I saw a note book recently prepared by a fifteen-year-old girl which I believe most valuable because of the things about which it has lead her to think. She had taken as the subject of her book, “The Good Shepherd.” On the cover was a picture with that title; in the inside a fine collection of pictures representing Jesus as the Good Shepherd, clippings regarding oriental shepherd life, “The Shepherd Psalm,” the Parable of the Lost Sheep and the words of hymns like “The Ninety and Nine” and poems like “That Li’l Black Sheep.”
One cannot soon forget that book with its decorated margins, its neat mounting of cards and clippings and its beautiful pictures. The effect of the book upon the girl who made it, the teachers said was very apparent. Another book was entitled “Come Unto Me,” and the pictures, verses and hymns were most impressive. When each girl has exchanged books with each member of the class, they are to be sent to a rescue home for girls.
The Bible messages to mankind brought by such simple methods into direct contact with a girl in her early teens is one means of nourishing her soul. If it is true that the best in poetry, art, literature and oratory, as well as the greatest uplift to character, finds its source in that Book the girl should come into real touch with it that it may feed her expanding soul. It is this sort of first-hand, individual study while she is still a girl which will help her later to turn to the Book for encouragement, comfort and strength, and lead her to great thoughts and the attempting of great things because her own soul is inspired.
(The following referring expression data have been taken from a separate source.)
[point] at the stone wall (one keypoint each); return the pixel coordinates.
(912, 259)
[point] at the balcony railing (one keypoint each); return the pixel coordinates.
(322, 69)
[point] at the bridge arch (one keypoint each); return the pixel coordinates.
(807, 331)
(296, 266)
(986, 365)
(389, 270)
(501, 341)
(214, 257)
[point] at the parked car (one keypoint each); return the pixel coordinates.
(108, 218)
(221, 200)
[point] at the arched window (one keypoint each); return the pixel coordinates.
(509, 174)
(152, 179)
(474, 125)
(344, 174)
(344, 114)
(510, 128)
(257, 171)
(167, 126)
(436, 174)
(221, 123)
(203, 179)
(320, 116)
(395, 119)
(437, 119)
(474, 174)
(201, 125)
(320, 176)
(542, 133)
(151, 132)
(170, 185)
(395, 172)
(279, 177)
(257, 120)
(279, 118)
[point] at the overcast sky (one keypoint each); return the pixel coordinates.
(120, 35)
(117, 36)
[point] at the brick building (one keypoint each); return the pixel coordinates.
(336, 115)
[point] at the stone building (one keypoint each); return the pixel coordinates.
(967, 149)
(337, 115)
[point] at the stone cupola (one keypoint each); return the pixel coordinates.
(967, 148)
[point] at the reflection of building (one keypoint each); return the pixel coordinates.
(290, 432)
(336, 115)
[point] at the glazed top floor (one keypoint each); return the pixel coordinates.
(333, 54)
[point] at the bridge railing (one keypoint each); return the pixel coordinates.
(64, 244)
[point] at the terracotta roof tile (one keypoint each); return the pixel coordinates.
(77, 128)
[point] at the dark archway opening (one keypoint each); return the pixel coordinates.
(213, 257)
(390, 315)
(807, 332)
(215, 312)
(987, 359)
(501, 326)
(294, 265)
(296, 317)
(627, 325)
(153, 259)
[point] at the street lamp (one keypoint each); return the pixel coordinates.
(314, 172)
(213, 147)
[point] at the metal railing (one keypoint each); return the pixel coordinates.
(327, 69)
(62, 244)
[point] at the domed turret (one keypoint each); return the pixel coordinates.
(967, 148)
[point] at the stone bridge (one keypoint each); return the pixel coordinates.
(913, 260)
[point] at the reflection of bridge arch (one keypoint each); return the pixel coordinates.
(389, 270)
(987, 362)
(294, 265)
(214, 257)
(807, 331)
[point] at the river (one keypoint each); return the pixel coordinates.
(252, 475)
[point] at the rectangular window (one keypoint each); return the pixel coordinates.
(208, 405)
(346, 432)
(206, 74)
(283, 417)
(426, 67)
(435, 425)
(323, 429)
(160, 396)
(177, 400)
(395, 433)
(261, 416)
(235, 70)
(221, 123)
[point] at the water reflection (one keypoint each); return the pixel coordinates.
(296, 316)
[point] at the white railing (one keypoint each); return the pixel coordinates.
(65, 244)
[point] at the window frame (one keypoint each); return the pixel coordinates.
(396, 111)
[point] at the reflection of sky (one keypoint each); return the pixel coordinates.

The majority of teachers, superintendents and leaders interested in religious instruction today were trained in Christian homes and taught as little children to pray. Attendance at church services of various kinds gave to them almost unconsciously a phraseology of prayer and impressed upon them the place of prayer in the Christian life. So familiar is the fact of prayer that they forget that the majority of pupils in the average Sunday-school of today are not familiar with the words of prayer at family worship, are at best irregular in church attendance and that many are associated with no society in the church where there is any training in prayer.
To such young people prayer has nothing to do with life. They say the Lord’s Prayer at school perhaps, formally and hurriedly in the morning, they hear the prayer from the superintendent’s desk on Sunday, or perchance remember the evening, “Now I lay me down to sleep,” which is said in many homes not Christian, by the little child. But the prayer; which though only an echo of adult prayers, and only half understood, calms many a fear in a childish heart, helps to victory over sin many a struggling ten-year-old reared in a Christian home, is utterly foreign to the child who has none of these influences and who meets in the average Sunday-school not cultivation, but the abstract taken for granted type of instruction.